Of course Dante uses bits of this world to make his own : when he describes bits of hell as being like the river Adige at Trento it's earth, not heaven, that is real. But he does it so coherently that, when you're sitting by a pond where three big whiskered carp are enjoying the shade on a July afternoon, you might feel for a moment that you've crossed into the metaphoric level of Dante's real eternity. Everything you learn about Dante'' words gets you closer to his purpose.

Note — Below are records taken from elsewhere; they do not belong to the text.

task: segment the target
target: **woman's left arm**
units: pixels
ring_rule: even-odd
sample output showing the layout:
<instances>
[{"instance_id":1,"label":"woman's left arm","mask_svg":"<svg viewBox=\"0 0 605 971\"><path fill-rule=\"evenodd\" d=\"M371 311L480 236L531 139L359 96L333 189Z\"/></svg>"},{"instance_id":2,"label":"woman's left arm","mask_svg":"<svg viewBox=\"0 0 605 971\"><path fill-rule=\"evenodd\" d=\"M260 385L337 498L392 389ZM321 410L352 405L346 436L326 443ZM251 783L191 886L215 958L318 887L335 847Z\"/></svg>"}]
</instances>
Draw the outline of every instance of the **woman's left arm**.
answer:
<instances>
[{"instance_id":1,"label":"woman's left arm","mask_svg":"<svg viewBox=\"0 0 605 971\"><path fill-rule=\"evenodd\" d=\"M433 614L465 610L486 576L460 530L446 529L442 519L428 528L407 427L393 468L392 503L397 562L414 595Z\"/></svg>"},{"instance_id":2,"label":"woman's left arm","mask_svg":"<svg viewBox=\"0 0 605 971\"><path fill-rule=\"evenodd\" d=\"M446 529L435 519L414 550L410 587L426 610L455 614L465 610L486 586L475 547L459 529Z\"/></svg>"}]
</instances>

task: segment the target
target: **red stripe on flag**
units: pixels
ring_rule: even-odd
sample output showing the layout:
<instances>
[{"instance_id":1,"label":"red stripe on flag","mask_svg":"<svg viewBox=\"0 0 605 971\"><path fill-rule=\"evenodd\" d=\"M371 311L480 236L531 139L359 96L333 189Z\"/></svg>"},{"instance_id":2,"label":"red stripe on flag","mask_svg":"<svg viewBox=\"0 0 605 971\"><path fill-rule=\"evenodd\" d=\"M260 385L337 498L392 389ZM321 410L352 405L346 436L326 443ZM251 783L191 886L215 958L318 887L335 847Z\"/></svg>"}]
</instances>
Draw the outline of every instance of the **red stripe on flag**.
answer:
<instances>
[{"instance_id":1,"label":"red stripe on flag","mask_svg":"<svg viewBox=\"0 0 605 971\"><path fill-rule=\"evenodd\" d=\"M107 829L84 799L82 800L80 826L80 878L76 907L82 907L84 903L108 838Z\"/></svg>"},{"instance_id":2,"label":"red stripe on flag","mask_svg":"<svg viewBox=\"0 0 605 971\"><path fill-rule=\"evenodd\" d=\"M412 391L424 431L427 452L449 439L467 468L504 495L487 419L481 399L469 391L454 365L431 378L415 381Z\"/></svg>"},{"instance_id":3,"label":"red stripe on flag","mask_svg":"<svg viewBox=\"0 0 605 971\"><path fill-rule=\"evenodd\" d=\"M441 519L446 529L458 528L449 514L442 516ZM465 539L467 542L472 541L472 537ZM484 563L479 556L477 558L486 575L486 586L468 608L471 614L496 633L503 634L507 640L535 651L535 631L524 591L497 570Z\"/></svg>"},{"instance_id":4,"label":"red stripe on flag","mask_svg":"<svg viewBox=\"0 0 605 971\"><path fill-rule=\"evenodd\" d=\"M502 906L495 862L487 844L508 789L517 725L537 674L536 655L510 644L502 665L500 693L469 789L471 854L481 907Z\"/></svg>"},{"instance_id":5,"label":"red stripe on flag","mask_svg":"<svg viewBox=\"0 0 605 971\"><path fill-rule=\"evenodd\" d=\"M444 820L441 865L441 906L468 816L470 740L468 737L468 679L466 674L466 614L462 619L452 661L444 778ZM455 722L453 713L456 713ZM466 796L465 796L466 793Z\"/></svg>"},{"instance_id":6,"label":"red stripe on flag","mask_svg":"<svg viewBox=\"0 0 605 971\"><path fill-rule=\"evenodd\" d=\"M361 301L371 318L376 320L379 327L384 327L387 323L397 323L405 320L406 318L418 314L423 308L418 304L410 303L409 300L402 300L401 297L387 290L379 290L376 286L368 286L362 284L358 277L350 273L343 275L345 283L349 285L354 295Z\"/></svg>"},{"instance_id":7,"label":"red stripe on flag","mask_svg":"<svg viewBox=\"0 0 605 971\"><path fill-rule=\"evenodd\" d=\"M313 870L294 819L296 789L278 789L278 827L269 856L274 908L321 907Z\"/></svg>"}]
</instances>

Back to 1999 : what does the page of Chinese in Prynne's selected poems mean ? That depends on how many sinologists read Prynne. To the rest, it means I the poet understand this and you the reader don't. It looks nice. It attracts and repels like the ultimate Morbier cheese. The Morbiest cheese.
I'm not preparing for a PoMo analysis. Both Prynne and Muldoon are repeating Rimbaud's 'J'ai seul la clef de cette parade sauvage' (Parade, from Illuminations) and Rimbaud was PreMo.
My language teacher asks a question. I don't know how to reply. He says, just give me an answer : it doesn't have to be true, it just has to make sense. Frank Kermode once described poetry as a higher level grammar. In some ways it's an antigrammar : it doesn't have to make sense, it just has to be true. And the truth is difficult because it is banal. So Bunting hedges it round with reconditry, the worst excesses of which he then has to mend in those hilariously prim footnotes (Attis : 'Parodies of Lucretius and Cino da Pistoia can do no damage and intend no disrespect').
So what's the answer from Macchiavelli, Bunting and Abu'abdulla Ja'far bin Mahmud Rudaki of Samarakand ? For he puts himself there among them, their languages and worldly ways.

'Ille mi par esse deo videtur

O, it is godlike to sit selfpossessed
When her chin rises and she turns to smile ;
But my tongue thickens, my ears ring,
What I see is hazy.'
- Odes II, 7.

Knowing Latin is not much consolation.